Sylvain Charlebois of the University of Guelph, said, “If you cook your meat correctly and thoroughly, you will likely eliminate all risks. I would argue that if we educate the public, and we make sure that consumers know what to do with their beef products, you will likely eliminate most of the risks.”

And I thought Australia was stuck in the 1980s.

The feds responded, “despite the fact that proper cooking and handling of food helps prevent illness, the best way to protect yourself is to not eat recalled products at all.”

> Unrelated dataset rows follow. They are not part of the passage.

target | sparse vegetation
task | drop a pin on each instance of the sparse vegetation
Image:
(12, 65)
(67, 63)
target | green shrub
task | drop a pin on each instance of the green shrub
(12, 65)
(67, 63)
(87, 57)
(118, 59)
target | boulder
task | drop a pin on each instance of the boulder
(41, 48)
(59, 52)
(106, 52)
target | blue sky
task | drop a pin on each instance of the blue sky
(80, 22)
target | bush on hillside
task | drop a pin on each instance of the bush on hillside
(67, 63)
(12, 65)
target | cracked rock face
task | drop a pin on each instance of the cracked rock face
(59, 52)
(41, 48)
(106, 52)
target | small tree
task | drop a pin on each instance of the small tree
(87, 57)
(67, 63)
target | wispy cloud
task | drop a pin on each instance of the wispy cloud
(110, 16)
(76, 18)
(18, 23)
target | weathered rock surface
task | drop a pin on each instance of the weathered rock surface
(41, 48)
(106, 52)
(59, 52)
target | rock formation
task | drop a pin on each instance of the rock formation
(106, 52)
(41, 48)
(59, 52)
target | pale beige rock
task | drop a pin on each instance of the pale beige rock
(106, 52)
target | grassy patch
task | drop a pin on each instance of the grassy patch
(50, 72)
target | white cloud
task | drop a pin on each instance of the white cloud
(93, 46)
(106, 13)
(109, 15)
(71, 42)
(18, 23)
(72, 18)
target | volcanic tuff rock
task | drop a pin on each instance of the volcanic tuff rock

Taylor did what he did back in 1994 based on the extreme virulence of shiga-toxin producing E. coli like O157:H7, the underestimated risk of cross-contamination, and that food safety isn’t simple, it’s complex. Consumers and food service workers have a role, but these other factors mean loads must be reduced throughout the system.

And this is without getting into the risk of needle- or blade-tenderized steaks and roasts, which sickened some of the people in the XL outbreak.

Just cook it doesn’t cut it. The U.S. meat industry has been told this for years. Why doesn’t Canada?

And although officials insist it was planned months before the XL fiasco, CFIA is going to be audited later this month by the U.S. Department of Agriculture for the first time in three years.

Canada exported more than $4 billion worth of beef and pork in 2010, much of it to the United States.

The final USDA report from its 2009 CFIA audit found weaknesses in the ability of Canadian inspectors to verify consistent sanitation and hazard protection in some slaughter plants, but noted the agency was planning to take action to deal with the shortcomings.

It also said agency inspectors and supervisors were routinely not following procedures for monitoring sanitation controls as laid out by the CFIA.

“Principal areas of weakness included the inability of inspection personnel to implement consistent sanitation and hazard analysis and critical control points verification procedures,” says the report, which was sent to the CFIA in October 2010.

“And, more significantly, (there is) the lack/loss of consistent supervisory reviews to identify weaknesses in inspection performance when it occurred.”

The report did find that the Canadian inspection system adequately verified testing for generic E. coli.

This banter is of no use to people sickened in the outbreak.